Yesterday the Supreme Court ruled as it often has in the past on a death penalty case. In this case it was a death row inmate whose lawyers had essentially abandoned him during the appeals process. NPR gives a good overview of the case:
The U.S. Supreme Court has given an Alabama death row inmate another chance to fight his execution. By a 7-to-2 vote, the court ruled Wednesday that convicted murderer Cory Maples, “through no fault of his own,” was denied the right to appeal because he was abandoned by his lawyers.
Though I strongly support the death penalty, I think it is critical that those who face it get every opportunity to have competent representation and the full range of appeals available by law. I don’t in fact know how someone who supports the death penalty could think otherwise unless they are just completely indifferent to the lives of other human beings. My concern though is not merely a procedural one, but a personal one.

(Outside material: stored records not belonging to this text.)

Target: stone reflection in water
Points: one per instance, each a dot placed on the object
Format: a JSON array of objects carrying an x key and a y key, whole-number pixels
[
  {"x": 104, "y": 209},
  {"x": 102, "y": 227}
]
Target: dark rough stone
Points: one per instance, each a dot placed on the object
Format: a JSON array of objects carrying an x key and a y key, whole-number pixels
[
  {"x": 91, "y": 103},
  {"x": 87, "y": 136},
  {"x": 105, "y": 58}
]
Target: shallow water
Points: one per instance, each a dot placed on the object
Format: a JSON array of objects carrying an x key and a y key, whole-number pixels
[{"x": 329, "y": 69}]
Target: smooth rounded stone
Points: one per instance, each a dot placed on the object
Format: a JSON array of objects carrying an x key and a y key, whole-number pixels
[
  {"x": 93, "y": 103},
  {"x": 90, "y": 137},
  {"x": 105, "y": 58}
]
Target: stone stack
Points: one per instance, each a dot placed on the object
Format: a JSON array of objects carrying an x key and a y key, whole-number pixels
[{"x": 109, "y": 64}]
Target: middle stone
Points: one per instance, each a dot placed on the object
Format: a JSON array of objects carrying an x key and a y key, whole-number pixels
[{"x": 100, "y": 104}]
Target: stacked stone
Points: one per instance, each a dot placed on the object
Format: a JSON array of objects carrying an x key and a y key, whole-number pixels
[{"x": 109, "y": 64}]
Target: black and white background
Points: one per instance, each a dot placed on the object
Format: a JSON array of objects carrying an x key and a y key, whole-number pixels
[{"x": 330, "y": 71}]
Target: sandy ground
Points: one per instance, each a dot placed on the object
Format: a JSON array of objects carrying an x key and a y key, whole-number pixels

As someone who worked on death penalty appeal that went to the Supreme Court (STATE of Louisiana vs. John L. SULLIVAN), I know that the system occasionally fails to deliver justice to defendants.
In what may be a unique occurrence, I particularly agree with Justice Ginsburg’s argument in this case:
The sole question this Court has taken up for review is whether, on the extraordinary facts of Maples’ case, there is “cause” to excuse the default. Maples maintains that there is, for the lawyers he believed to be vigilantly representing him had abandoned the case without leave of court, without informing Maples they could no longer represent him, and without securing any recorded substitution of counsel. We agree. Abandoned by counsel, Maples was left unrepresented at a critical time for his state post conviction petition, and he lacked a clue of any need to protect himself pro se. In these circumstances, no just system would lay the default at Maples’ death-cell door.
The death penalty has an important purpose in a just society, even with the human pitfalls and limitations our judicial system presents. But when the court focuses merely on technicalities and procedure, it can miss justice.
And that would be a tragedy by any measure.